«Kannst du mir helfen?»
Wir brauchen alle irgendwann Hilfe. Sei es bei einem Umzug zum Kistenschleppen, auf Arbeit, wenn wir bei einem Problem nicht mehr weiterwissen oder wenn wir uns aktuell, aufgrund von Corona bedingten Massnahmen, nicht wie gewohnt bewegen wollen oder dürfen. Irgendwann im Verlaufe unseres Lebens kommt jeder an einen Punkt, an dem er oder sie Unterstützung braucht.
Lieber nicht um Hilfe bitten
«Soll ich wirklich fragen?» Auch wenn Helfen etwas Alltägliches ist, empfinden viele die Frage danach als unangenehm. Lieber investieren wir dreimal so viel Zeit um etwas zu schaffen, anstatt die Worte «kannst du mir helfen» zu formulieren. Wir haben Angst davor eine Schwäche zu zeigen und uns dadurch Blösse zu geben. Zum einen befürchten wir, dass es unserm Ruf schadet, wenn wir etwas nicht selber schaffen. Wir haben Angst davor, was andere von uns denken. Zum anderen befürchten wir, dass unser Selbstwert geschwächt wird. Schliesslich muss ich mir eingestehen, dass ich Hilfe wünsche, wenn ich danach frage. Dem gegenüber steht die Grundeinstellung, alles selber schaffen zu müssen – und dass es schon irgendwie geht. Wieso soll ich also fragen? Schliesslich entsteht mit dem Fragen auch die unangenehme Möglichkeit, dass wir abgelehnt werden. Insbesondere wenn wir das Gefühl haben, dass die gefragte Person keine Zeit hat oder die Hilfe anstrengend sein könnte, erwarten wir eher ein «Nein». In der Angst vor Ablehnung vertrösten wir uns dann mit «damit will ich die Person nicht belästigen» und vermeiden die Frage.
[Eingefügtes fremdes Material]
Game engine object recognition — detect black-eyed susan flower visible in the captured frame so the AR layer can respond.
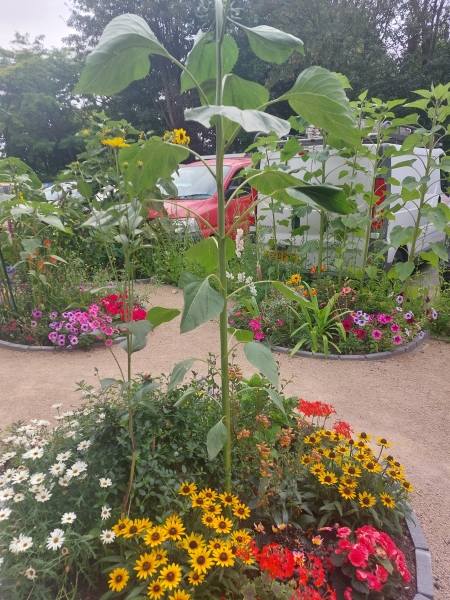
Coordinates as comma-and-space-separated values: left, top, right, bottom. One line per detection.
111, 518, 131, 537
187, 548, 214, 574
201, 513, 216, 528
304, 434, 321, 445
233, 503, 250, 519
310, 464, 326, 476
204, 503, 222, 516
168, 590, 191, 600
182, 533, 205, 552
354, 451, 367, 462
377, 437, 391, 447
108, 567, 129, 592
164, 515, 186, 540
144, 526, 168, 547
357, 432, 371, 441
363, 460, 383, 473
231, 530, 252, 547
147, 580, 165, 599
178, 481, 197, 496
323, 449, 338, 461
358, 491, 376, 508
380, 493, 396, 508
386, 468, 403, 481
208, 537, 226, 553
153, 549, 169, 567
301, 454, 314, 465
200, 488, 218, 502
340, 476, 358, 488
135, 518, 152, 531
134, 553, 157, 579
339, 485, 356, 500
187, 570, 205, 586
355, 440, 368, 450
213, 546, 235, 567
191, 493, 210, 509
401, 480, 414, 493
123, 520, 146, 538
318, 471, 338, 486
159, 563, 182, 590
219, 492, 239, 507
214, 516, 233, 534
335, 445, 349, 455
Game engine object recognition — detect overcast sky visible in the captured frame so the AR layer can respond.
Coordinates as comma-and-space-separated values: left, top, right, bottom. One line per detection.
0, 0, 74, 49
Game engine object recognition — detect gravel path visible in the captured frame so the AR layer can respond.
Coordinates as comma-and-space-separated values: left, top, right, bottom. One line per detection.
0, 284, 449, 599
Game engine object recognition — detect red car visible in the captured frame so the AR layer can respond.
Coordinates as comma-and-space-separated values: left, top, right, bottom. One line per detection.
148, 155, 255, 237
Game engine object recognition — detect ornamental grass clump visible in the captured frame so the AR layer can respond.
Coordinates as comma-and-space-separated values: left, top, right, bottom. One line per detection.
102, 485, 254, 599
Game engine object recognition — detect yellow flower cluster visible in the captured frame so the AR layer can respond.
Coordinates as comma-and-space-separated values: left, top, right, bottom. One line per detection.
107, 485, 253, 598
163, 128, 191, 146
101, 136, 130, 148
301, 430, 412, 511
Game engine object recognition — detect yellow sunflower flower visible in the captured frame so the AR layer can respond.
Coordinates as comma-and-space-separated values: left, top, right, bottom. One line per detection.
358, 491, 376, 508
182, 533, 205, 553
214, 516, 234, 534
401, 480, 414, 493
233, 503, 251, 520
144, 526, 169, 547
190, 493, 211, 509
218, 492, 239, 507
201, 513, 216, 528
304, 434, 322, 445
318, 471, 338, 486
101, 137, 130, 148
111, 518, 131, 537
301, 454, 314, 465
187, 548, 215, 574
134, 553, 157, 579
342, 463, 362, 478
178, 481, 197, 496
187, 570, 205, 586
208, 538, 227, 553
357, 432, 371, 441
339, 485, 356, 500
108, 567, 129, 592
380, 493, 396, 508
200, 488, 218, 502
213, 546, 235, 568
135, 518, 152, 531
159, 563, 183, 590
310, 463, 326, 476
231, 530, 252, 547
377, 437, 391, 447
147, 580, 165, 599
153, 549, 169, 567
363, 460, 383, 473
123, 519, 146, 538
203, 503, 222, 516
164, 515, 186, 541
339, 476, 358, 488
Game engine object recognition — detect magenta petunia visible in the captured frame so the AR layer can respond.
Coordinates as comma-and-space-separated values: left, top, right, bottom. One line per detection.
372, 330, 382, 340
390, 323, 400, 333
253, 331, 264, 341
392, 335, 403, 345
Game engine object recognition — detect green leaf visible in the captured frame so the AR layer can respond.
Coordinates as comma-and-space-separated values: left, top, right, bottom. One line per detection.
168, 358, 198, 391
184, 105, 290, 137
297, 239, 319, 255
421, 205, 449, 231
281, 66, 359, 146
272, 281, 311, 305
394, 261, 415, 281
389, 225, 414, 248
146, 307, 180, 328
184, 237, 235, 273
74, 14, 170, 95
76, 180, 93, 200
244, 342, 278, 388
0, 157, 42, 189
420, 251, 439, 268
266, 389, 286, 416
207, 419, 228, 460
41, 214, 71, 232
227, 328, 254, 342
286, 185, 353, 214
180, 31, 238, 93
180, 278, 224, 333
365, 265, 378, 280
178, 270, 203, 289
174, 387, 198, 408
100, 378, 119, 390
119, 140, 189, 194
118, 320, 154, 353
236, 23, 304, 64
250, 170, 300, 195
21, 237, 41, 255
430, 241, 448, 261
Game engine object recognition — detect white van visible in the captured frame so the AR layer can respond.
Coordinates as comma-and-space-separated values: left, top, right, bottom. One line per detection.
255, 128, 450, 268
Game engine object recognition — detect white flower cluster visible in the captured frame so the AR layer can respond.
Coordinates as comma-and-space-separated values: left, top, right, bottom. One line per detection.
235, 228, 245, 258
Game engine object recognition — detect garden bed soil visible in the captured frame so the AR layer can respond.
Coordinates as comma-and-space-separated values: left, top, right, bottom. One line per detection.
0, 284, 448, 600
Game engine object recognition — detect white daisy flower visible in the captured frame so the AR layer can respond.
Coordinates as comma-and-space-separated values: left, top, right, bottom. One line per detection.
77, 440, 91, 451
51, 403, 63, 409
58, 476, 71, 487
0, 556, 4, 565
100, 506, 111, 520
1, 452, 16, 461
71, 461, 87, 473
46, 529, 65, 551
99, 478, 112, 488
23, 448, 44, 460
3, 469, 16, 481
65, 431, 76, 439
25, 567, 37, 580
10, 534, 33, 553
61, 512, 77, 524
13, 493, 25, 502
56, 451, 71, 462
61, 411, 74, 418
36, 420, 50, 427
49, 463, 66, 476
0, 487, 15, 501
0, 507, 12, 520
35, 490, 52, 502
12, 470, 29, 483
100, 530, 116, 544
29, 484, 45, 494
30, 473, 46, 486
54, 416, 65, 421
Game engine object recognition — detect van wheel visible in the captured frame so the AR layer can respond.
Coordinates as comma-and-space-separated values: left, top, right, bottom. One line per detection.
393, 246, 408, 264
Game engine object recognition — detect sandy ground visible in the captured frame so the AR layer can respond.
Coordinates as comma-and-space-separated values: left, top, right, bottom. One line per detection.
0, 284, 449, 599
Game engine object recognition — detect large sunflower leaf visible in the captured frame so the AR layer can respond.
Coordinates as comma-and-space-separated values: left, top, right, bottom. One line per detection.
236, 23, 304, 64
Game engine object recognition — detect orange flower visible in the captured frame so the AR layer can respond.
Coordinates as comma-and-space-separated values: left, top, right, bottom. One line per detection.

Natürlich variieren beschriebene Befürchtungen von Person zu Person und sie sind vom Setting abhängig. Man kann jedoch beobachten, dass uns das Fragen um Hilfe schwerer fällt, als zu erwarten wäre. Hinzu kommt, dass nicht nur das Fragen, sondern auch das Annehmen von Hilfe, gar nicht so einfach ist.
Nein danke, das schaffe ich alleine
Das Prinzip des «reziproken Altruismus» ist evolutionär bedingt tief in uns verankert. Dieses Prinzip besagt, dass wir beim Helfen stets die Erwartung haben, irgendwann auch Unterstützung zu bekommen.
«So du mir, so ich dir»
Tatsächlich ist uns ein ausgeglichenes Verhältnis von Geben und Nehmen sehr wichtig. Asymmetrische Beziehungen, in denen die eine mehr gibt und der andere mehr profitiert, machen langfristig beide Parteien unzufrieden.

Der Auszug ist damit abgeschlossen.